"Americanness needs no apology; it’s the strength of our letters. And few of our contemporary writers exemplify its adaptive vitality better than Louise Erdrich, herself descended from the first Americans (her mother was part Chippewa, part French, and her grandmother was a tribal chairwoman) and from German immigrants. The author of some two dozen books for adults and children, Erdrich is also a wondrous short story writer. In “The Red Convertible,” she gathers 36 stories, 26 previously published, together creating a keepsake of the American experience. Like the painted drum in her story of that name, this collection can be considered “a living thing,” an emblem of the universe — “exquisitely sensitive for so powerful an instrument.”

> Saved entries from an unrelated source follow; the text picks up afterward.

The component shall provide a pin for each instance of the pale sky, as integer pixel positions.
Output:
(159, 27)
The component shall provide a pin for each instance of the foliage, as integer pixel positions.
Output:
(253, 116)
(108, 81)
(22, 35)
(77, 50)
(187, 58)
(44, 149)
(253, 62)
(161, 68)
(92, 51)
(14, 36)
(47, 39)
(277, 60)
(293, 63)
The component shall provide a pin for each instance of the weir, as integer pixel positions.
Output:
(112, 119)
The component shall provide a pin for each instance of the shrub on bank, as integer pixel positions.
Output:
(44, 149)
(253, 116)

If a short story is to succeed, it must suggest what a work of greater heft would make explicit. In Erdrich’s story “Scales,” which appeared in The North American Review and “The Best American Short Stories 1983” and was later folded into the novel “Love Medicine,” she describes the fierce bond between Dot Adare, a sturdy, irascible woman who weighs trucks for the North Dakota Highway Department, and her rascally husband, Gerry Nanapush. In the weigh shack, the pregnant Dot knits clothes for her baby, “pulling each stitch so tightly that the little garments she finished stood up by themselves like miniature suits of mail.” Just in time for the birth, Gerry springs himself from jail, riding to the hospital on a “huge and ancient, rust-pocked” motorcycle. A few weeks later, when she’s back in the weigh shack and Gerry’s back in jail, Dot impulsively weighs the child on the truck scale. “He was so dense with life, such a powerful distillation of Dot and Gerry, it seemed he might weigh about as much as any load,” Erdrich writes. “But that was only a thought, of course. For as it turned out, he was too light and did not register at all.” In the scales, perhaps he didn’t; but on the page his weight is solid, both with past accumulation and latent future.
In the preface to this collection, Erdrich explains that every time she finishes writing a short story, she considers it done, complete. “There is no more,” she thinks. And yet, she adds, “the stories are rarely finished with me. They gather force and weight and complexity. Set whirling, they exert some centrifugal influence.” Together, they move."